The format of a field or column has the following effects on its contents:
Selecting a format which doesn't fit the actual data in the field or column will be ignored by PDF2XL OCR. For example, if a field says "12/12/12" and you select the Currency format, PDF2XL OCR will recognize that it doesn't look like a currency and will keep treating it as a date.
- PDF2XL OCR will remove any characters from the field or column that aren't part of the selected format's character set. For example, if a field is set to use a numeric format, PDF2XL OCR will remove all letters from that field in the conversion. The character sets for each format can be edited in the Format section of the options dialog (accessible from the Start menu).
- When converting to Excel, the display format of each cell will be the same as the selected conversion format.
- When performing OCR, the OCR engine will limit the possible outcomes to the appropriate character set for the selected format.
Additional points that might be useful for you to know:
- Text fields/ columns will usually retain their indentation and line wrapping.
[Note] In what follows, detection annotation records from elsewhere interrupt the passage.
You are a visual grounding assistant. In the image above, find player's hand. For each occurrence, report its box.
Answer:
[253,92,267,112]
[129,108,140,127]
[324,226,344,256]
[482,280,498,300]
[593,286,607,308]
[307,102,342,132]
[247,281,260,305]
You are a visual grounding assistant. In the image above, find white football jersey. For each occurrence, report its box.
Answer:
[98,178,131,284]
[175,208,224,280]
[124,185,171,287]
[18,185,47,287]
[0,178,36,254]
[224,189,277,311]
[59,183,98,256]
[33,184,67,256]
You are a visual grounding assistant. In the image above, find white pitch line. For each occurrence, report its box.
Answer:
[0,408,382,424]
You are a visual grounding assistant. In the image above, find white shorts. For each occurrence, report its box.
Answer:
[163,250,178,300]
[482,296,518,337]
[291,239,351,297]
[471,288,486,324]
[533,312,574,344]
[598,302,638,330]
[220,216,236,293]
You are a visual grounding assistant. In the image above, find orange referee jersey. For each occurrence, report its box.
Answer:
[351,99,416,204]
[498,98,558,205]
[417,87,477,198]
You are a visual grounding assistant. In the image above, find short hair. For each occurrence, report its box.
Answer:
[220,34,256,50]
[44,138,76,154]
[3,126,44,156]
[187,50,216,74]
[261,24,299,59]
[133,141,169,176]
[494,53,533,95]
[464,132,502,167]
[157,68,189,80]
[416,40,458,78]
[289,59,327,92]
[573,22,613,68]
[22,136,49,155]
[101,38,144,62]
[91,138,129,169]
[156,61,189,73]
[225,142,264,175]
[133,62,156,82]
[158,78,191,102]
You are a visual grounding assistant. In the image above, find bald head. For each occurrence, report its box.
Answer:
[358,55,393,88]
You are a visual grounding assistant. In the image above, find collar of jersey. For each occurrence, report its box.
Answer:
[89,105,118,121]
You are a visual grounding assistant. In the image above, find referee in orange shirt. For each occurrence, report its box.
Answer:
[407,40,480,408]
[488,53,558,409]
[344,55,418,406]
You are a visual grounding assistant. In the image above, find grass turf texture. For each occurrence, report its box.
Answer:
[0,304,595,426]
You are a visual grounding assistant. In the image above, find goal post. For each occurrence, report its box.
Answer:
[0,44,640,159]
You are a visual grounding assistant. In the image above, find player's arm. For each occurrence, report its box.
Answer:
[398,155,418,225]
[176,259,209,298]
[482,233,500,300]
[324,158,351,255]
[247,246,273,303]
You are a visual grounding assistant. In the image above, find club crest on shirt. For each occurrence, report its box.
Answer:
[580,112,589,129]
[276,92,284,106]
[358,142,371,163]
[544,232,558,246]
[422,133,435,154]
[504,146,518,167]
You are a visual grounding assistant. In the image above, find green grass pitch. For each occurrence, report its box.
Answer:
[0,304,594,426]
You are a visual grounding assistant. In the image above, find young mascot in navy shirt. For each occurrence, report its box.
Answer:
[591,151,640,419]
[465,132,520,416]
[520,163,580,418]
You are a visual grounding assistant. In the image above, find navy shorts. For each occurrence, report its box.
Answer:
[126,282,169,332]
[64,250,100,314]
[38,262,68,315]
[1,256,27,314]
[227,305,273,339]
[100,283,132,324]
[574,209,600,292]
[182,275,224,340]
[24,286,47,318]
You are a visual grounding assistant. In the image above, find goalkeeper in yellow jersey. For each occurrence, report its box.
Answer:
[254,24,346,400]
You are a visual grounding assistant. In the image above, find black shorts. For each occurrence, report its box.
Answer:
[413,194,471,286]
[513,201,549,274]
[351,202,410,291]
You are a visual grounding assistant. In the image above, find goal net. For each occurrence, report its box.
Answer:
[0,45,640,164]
However, if you're converting into the clipboard or a CSV file, line wrapping will be ignored.
- The Image format is not available for predefined fields.
- The Number format's default setting is to display 4 decimal digits.
- The Currency format's default setting is to display a $ sign before the number and only 2 decimal digits. It will also color negative numbers red.
- The Date format's default setting is to display month/day/year.
- The Time format's default setting is to display hour:minute.
- Since the format affects the OCR results, it is recommended to perform OCR again after changing a column's format while in Scanned Document Mode. Don't worry though, this will only perform the OCR again on the selected field or column, and not the whole document.